For children, sexual images and pseudo-images raise serious child protection and criminal law issues. The Government has also set out proposals through the Crime and Policing Bill and related material to address AI models optimised to create child sexual abuse material.

However, law alone will not protect children. Organisations need practical policies, trained staff and clear escalation routes.

What organisations should do now

Every school, charity and community organisation should carry out an image audit.

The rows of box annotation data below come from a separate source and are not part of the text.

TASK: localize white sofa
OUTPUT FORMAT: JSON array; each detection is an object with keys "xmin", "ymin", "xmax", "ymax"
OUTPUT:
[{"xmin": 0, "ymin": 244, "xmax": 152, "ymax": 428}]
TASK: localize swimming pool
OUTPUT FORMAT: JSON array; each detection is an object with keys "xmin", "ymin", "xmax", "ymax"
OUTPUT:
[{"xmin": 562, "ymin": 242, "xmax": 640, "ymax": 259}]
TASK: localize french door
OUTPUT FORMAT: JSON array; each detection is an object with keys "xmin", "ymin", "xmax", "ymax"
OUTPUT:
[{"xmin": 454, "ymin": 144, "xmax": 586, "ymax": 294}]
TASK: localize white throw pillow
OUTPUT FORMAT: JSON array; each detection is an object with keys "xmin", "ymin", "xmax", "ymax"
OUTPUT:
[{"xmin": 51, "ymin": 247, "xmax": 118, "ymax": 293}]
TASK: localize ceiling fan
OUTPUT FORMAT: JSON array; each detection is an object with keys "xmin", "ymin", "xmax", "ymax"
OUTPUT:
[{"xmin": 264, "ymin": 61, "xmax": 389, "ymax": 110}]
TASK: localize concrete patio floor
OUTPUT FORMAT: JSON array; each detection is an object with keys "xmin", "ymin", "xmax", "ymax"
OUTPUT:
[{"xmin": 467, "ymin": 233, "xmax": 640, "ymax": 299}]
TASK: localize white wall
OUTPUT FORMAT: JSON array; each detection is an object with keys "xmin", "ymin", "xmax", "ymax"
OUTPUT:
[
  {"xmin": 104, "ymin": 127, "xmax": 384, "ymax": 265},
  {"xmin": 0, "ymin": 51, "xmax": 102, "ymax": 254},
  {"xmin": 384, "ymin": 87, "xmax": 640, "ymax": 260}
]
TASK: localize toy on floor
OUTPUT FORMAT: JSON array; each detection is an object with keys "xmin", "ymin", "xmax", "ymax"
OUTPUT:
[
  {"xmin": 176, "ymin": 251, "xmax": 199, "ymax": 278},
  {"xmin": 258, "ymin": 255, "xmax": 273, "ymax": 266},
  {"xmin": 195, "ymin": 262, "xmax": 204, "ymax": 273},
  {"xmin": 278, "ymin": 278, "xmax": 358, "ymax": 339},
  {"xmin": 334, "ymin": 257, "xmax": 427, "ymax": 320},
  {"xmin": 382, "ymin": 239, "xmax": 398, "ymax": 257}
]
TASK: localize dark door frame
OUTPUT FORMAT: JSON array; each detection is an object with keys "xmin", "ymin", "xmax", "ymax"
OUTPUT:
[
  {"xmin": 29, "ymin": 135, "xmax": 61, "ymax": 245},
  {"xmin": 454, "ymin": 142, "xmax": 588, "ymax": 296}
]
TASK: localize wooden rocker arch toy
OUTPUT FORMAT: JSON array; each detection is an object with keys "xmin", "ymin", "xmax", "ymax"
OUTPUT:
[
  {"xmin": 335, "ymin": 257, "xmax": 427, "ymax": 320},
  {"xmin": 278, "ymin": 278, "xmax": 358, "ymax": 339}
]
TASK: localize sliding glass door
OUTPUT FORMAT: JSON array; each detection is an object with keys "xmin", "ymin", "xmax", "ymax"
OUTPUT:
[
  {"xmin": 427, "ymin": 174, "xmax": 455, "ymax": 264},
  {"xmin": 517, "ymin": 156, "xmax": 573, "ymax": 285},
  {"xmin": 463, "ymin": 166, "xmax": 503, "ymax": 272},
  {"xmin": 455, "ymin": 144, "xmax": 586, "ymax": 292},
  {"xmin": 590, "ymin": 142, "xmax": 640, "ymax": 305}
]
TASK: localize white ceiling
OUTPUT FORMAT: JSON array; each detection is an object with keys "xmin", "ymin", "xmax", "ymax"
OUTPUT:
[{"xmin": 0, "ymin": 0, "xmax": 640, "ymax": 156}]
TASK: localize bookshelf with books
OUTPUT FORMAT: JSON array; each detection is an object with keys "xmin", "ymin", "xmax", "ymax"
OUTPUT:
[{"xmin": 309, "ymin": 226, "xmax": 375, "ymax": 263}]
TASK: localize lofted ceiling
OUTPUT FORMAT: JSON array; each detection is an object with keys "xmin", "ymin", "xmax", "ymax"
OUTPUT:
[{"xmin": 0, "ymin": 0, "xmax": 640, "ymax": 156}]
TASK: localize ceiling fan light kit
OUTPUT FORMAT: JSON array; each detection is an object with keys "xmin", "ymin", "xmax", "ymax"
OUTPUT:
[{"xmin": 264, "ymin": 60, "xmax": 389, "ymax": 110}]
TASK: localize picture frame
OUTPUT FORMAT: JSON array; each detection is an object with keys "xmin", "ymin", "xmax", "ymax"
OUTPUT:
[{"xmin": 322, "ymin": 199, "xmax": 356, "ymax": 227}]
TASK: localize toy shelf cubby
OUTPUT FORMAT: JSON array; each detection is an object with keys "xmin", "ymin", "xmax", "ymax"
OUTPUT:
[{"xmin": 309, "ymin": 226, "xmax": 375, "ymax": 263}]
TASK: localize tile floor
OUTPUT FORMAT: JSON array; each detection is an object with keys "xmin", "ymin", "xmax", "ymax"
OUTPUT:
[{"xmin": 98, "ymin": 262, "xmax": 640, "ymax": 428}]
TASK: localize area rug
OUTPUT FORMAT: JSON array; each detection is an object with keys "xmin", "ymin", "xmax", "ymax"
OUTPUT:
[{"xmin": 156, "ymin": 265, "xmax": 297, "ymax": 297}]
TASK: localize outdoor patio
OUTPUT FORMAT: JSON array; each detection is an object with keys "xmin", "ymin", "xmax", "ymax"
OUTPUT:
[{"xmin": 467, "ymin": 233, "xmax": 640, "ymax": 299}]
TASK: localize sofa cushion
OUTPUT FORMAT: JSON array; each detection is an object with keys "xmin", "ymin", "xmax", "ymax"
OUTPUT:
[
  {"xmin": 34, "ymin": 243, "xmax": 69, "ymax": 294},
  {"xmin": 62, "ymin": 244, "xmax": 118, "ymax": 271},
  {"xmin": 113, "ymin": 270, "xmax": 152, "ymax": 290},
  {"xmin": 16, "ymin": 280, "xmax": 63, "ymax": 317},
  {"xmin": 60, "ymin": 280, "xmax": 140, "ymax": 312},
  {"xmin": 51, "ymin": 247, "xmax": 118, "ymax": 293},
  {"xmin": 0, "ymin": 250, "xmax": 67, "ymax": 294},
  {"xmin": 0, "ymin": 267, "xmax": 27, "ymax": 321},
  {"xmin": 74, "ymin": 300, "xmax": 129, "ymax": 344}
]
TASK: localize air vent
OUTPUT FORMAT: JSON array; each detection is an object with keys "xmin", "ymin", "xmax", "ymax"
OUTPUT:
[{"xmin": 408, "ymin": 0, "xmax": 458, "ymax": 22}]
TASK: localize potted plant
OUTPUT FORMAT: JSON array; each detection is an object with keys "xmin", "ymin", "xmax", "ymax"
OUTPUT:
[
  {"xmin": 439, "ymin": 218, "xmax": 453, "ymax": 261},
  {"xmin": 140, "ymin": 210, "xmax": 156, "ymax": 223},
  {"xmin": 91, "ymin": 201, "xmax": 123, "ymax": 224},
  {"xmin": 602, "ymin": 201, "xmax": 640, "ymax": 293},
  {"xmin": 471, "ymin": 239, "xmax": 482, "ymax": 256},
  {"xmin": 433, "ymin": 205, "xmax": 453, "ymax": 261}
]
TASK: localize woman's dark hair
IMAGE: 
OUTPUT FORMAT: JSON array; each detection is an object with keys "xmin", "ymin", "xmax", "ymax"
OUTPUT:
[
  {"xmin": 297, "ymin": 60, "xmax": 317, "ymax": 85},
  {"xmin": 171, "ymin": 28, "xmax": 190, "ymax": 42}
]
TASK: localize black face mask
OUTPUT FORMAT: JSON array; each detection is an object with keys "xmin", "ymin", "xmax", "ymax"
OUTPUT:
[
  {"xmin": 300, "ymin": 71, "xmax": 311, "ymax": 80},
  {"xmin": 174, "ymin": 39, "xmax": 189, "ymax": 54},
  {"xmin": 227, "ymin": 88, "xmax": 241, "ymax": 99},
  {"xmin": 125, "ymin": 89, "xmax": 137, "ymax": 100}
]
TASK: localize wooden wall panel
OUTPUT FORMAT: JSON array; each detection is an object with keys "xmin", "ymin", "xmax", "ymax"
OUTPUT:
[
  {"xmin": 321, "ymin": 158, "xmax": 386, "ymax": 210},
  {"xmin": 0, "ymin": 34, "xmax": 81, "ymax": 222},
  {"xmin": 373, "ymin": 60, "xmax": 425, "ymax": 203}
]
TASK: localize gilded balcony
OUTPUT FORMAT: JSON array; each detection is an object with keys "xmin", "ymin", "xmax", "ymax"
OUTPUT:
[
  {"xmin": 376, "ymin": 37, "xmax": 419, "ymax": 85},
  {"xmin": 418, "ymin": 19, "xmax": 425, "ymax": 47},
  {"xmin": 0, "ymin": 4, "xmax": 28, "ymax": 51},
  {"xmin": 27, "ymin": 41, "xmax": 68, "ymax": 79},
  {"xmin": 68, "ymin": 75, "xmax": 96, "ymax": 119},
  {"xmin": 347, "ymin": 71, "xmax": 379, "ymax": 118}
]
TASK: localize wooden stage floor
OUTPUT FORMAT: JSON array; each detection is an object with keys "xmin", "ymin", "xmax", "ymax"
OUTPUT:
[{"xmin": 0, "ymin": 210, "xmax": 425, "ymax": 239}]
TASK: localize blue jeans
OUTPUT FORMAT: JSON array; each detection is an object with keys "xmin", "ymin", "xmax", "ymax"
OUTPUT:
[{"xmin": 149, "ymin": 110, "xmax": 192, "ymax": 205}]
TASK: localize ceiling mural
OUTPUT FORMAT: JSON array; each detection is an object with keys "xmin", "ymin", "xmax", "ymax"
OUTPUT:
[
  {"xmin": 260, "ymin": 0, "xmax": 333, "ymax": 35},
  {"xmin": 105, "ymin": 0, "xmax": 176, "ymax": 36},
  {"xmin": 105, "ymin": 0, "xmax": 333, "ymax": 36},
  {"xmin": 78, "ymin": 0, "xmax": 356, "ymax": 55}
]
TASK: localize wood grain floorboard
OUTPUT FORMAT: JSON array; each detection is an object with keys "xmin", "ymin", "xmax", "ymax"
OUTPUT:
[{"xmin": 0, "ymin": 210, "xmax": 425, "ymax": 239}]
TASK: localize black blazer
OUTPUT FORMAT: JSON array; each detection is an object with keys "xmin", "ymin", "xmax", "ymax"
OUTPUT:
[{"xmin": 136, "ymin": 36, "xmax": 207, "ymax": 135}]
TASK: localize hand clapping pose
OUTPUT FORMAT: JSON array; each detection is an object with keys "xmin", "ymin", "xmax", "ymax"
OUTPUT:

That does not mean deleting everything overnight. It means checking what is online, why it is there and whether it still needs to be public.

The first priority should be images that are:

old

unnecessary

clearly identifiable

linked to full names

linked to uniforms or locations

linked to vulnerable children or adults

connected with sensitive services

used without clear records of consent

Organisations should then update image policies, consent wording and staff guidance. They should also make sure someone has responsibility for removing images quickly if concerns arise.

A good question for every image is:

Does this image still serve a clear purpose, and can we use it in a safer way?

What parents, carers and adults can ask

Parents and carers do not need to become technology experts. They can ask simple questions.

Where will this image appear?

Will my child’s name be used?

Will the image be shared on social media?

How long will it stay online?

Can I withdraw consent?

What happens if the image is copied or misused?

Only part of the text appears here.